The article should be read alongside Daniel Markovit’s attack on meritocracy (a word that was originally coined pejoratively. Like “the lucky country” it has since been stripped of its original connotation.).
It reminds me of John Stuart Mill. The famous liberal philosopher was raised in a demanding intellectual environment by a father grooming him to be the preeminent philosopher and reformer of the Victorian era (his father succeeded). From Mill’s Stanford Encyclopedia entry:
Starting with Greek at age three and Latin at age eight, Mill had absorbed most of the classical canon by age twelve—along with algebra, Euclid, and the major Scottish and English historians.

Equally famous is Mill’s subsequent breakdown. Quoting now from Chapter V of Mill’s Autobiography:
But the time came when I awakened from this as from a dream. It was in the autumn of 1826. I was in a dull state of nerves, such as everybody is occasionally liable to; unsusceptible to enjoyment or pleasurable excitement; one of those moods when what is pleasure at other times, becomes insipid or indifferent; the state, I should think, in which converts to Methodism usually are, when smitten by their first “conviction of sin.” In this frame of mind it occurred to me to put the question directly to myself: “Suppose that all your objects in life were realized; that all the changes in institutions and opinions which you are looking forward to, could be completely effected at this very instant: would this be a great joy and happiness to you?” And an irrepressible self-consciousness distinctly answered, “No!” At this my heart sank within me: the whole foundation on which my life was constructed fell down. All my happiness was to have been found in the continual pursuit of this end. The end had ceased to charm, and how could there ever again be any interest in the means? I seemed to have nothing left to live for.

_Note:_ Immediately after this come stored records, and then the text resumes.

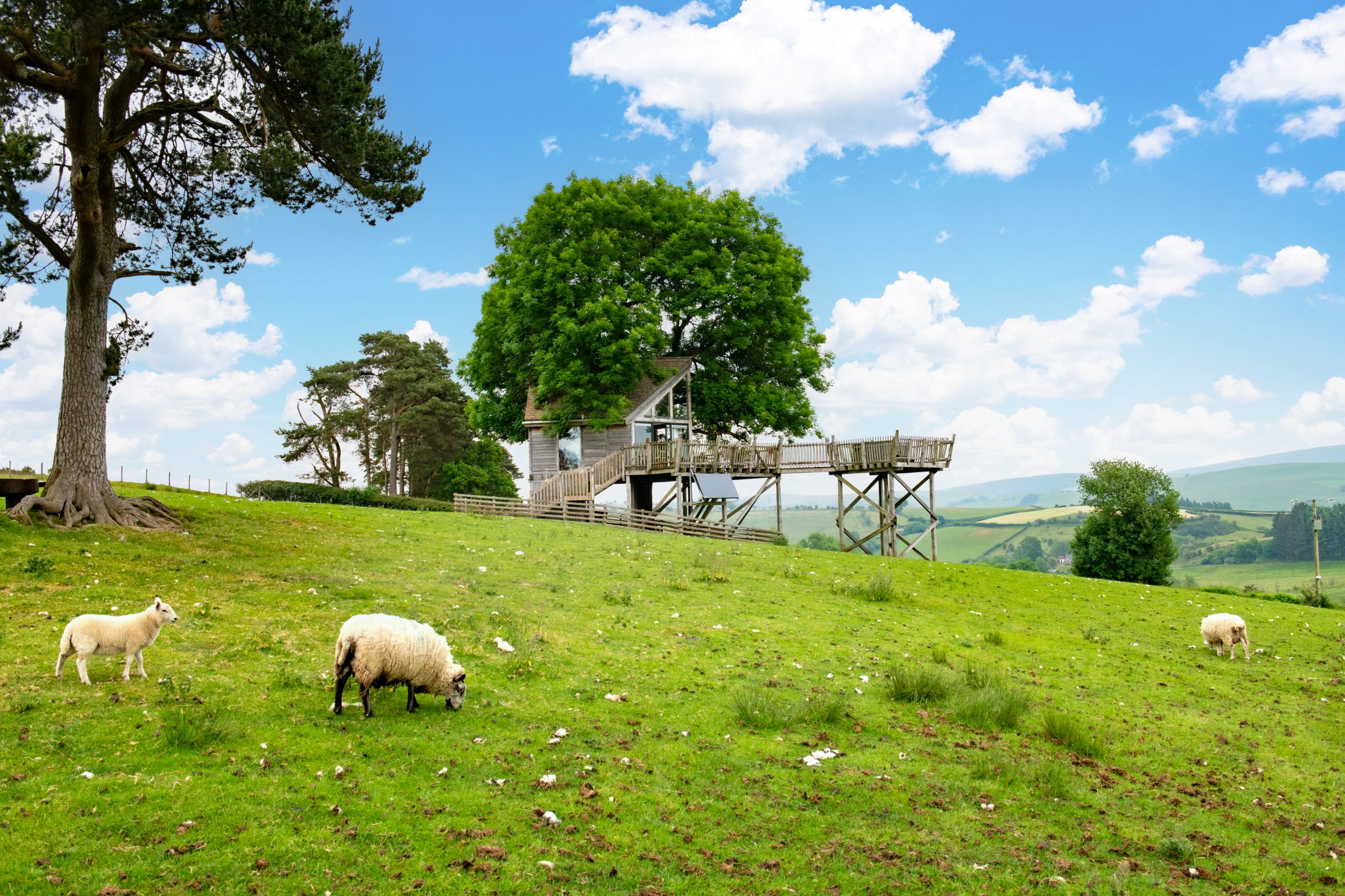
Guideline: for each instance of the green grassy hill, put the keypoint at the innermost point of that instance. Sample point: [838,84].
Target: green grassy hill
[219,773]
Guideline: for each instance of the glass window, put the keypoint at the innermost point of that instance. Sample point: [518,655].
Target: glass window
[570,450]
[680,404]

For those who have also woken to a world that feels suddenly hollow, take some comfort in Mill’s reflection on the experience:
Those only are happy (I thought) who have their minds fixed on some object other than their own happiness; on the happiness of others, on the improvement of mankind, even on some art or pursuit, followed not as a means, but as itself an ideal end. Aiming thus at something else, they find happiness by the way. The enjoyments of life (such was now my theory) are sufficient to make it a pleasant thing, when they are taken en passant, without being made a principal object. Once make them so, and they are immediately felt to be insufficient. They will not bear a scrutinizing examination. Ask yourself whether you are happy, and you cease to be so. The only chance is to treat, not happiness, but some end external to it, as the purpose of life.

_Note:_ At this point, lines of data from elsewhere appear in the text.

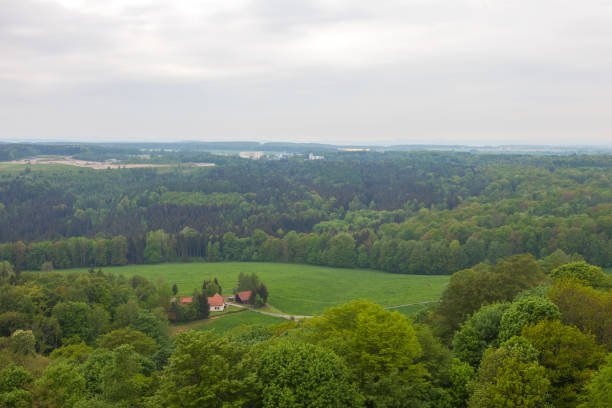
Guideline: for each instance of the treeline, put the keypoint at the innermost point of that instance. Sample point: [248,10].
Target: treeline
[430,213]
[390,251]
[517,333]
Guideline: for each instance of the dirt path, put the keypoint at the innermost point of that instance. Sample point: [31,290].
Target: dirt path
[197,323]
[281,315]
[412,304]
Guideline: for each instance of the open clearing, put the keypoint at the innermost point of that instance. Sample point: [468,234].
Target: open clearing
[299,289]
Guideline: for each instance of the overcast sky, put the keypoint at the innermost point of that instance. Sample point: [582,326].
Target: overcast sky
[330,71]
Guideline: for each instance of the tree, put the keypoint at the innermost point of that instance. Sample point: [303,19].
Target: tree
[525,311]
[23,342]
[583,273]
[211,289]
[569,356]
[584,307]
[598,392]
[478,333]
[73,319]
[200,305]
[380,348]
[207,371]
[13,383]
[151,325]
[460,376]
[341,251]
[510,377]
[60,386]
[122,380]
[296,375]
[471,288]
[141,343]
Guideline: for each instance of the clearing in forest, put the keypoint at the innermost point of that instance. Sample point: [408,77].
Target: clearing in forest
[299,289]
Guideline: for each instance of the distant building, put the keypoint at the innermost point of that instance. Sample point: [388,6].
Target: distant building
[216,303]
[353,149]
[182,300]
[251,155]
[243,297]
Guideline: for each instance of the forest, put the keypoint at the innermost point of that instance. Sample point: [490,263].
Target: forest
[516,333]
[524,321]
[401,212]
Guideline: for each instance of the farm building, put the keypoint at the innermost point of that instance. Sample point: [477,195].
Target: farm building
[216,303]
[243,297]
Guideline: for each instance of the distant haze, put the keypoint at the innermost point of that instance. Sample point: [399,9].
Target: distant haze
[333,71]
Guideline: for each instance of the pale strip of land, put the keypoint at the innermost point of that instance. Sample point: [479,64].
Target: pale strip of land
[69,161]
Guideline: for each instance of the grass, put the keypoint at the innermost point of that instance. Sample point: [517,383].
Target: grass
[248,318]
[299,289]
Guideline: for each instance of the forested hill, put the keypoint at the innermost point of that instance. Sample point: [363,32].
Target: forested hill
[404,212]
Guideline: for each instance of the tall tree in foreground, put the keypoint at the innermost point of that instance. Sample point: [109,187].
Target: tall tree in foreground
[569,356]
[510,377]
[205,371]
[380,348]
[295,375]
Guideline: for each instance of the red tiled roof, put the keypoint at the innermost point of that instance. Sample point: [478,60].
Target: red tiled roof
[216,300]
[244,296]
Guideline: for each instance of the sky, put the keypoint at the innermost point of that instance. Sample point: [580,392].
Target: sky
[328,71]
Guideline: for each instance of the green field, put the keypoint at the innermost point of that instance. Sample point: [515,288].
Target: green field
[299,289]
[247,318]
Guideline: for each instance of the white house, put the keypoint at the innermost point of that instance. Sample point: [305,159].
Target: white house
[216,303]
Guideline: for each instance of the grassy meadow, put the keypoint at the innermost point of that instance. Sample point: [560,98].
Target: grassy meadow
[299,289]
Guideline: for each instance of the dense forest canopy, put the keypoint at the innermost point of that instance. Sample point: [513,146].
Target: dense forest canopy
[403,212]
[523,322]
[518,333]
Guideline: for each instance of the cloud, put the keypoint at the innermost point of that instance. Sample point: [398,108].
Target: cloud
[330,70]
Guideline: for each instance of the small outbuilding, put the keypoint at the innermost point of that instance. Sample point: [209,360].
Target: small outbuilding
[216,303]
[244,296]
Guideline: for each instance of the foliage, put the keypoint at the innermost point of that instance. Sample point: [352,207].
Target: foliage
[599,389]
[460,376]
[204,371]
[14,381]
[304,375]
[469,289]
[377,345]
[524,312]
[583,272]
[478,333]
[510,376]
[585,308]
[142,343]
[569,356]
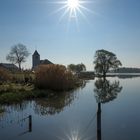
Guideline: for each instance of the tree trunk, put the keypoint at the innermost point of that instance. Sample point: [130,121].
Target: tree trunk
[99,122]
[19,66]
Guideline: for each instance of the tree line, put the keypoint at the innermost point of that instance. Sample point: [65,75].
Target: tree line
[104,61]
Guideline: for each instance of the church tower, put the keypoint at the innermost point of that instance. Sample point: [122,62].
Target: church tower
[35,59]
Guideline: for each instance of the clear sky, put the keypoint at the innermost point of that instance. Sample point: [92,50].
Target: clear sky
[113,25]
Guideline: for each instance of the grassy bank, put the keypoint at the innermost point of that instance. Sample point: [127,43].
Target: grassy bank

The other important change which my opinions at this time underwent, was that I, for the first time, gave its proper place, among the prime necessities of human well-being, to the internal culture of the individual. I ceased to attach almost exclusive importance to the ordering of outward circumstances, and the training of the human being for speculation and for action.
Mill is both inspiration and warning. I wish I had been taken on more tours of the British Museum as a nine year old, but Cambridge seems a poor price for one’s youth.